Okay, due to popular demand, a few words about myself...

Like a lot of other photographers, I, too, first began my love affair with photography as a kid when my Dad gave me an old camera.   I bought my cousin's old enlarger and darkroom gear for $50 and set up shop in the attic.   I learned to process black and white film and make prints.

I really liked taking photos, but nothing I did ever seemed very good.   I concluded that I just didn't have much talent.

Later, while in college, I started rock and mountain climbing, and bought a camera to take some pictures.   I found that I still really liked photography and became more serious about it.   I eventually took an introductory photo course at school.
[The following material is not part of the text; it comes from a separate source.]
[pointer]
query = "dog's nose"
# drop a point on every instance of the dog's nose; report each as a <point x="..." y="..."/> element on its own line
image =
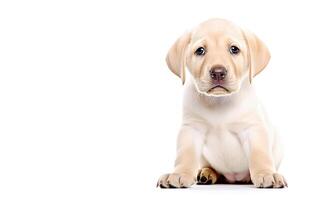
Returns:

It was my good fortune that the photography department at M.I.T. had been started a number of years earlier by the well-known photographer and educator, Minor White.   Sadly, by that time he was ill and near the end of his life, and I never had the opportunity to take a course with him.   But the excellent faculty he had hired shared his philosophy of photography as an art and how to teach it.

In the courses I took, the basics of the camera and darkroom were covered in a couple of sessions.   There was a lesson on studio lighting and some time spent working with large format cameras.   But the focus (no pun intended) was on the art of photography--how images communicate concepts and emotion, and the importance of finding your own vision.   It was fantastic!   I found that with lots of effort, practice, and feedback, I was developing an "eye", and was pleased with some of my work.

That was the extent of my formal training.   On to a career in technology, and on with life.   I took lots of photos in my free time, especially during the two years I spent at the University of Geneva in Switzerland.   I always preferred color to black and white.   I was able to borrow a color-equiped darkroom on a couple of occasions, and made some Cibachrome prints.   The Cibachromes were beautiful, but it was so tedious--a whole long evening to make one decent print.  And the equipment only handled sizes up to 11" x 14".

Fast forward to a few years ago.   Digital technology exploded on the scene.   My color darkroom now sits on my desktop.   My color-calibrated, professional-grade printer produces results far better than those old Cibachromes, in larger sizes, and the prints are truly archival.   It's been an unbelievable change.

I hope you enjoy my work.   I welcome your opinions and comments about any of the images.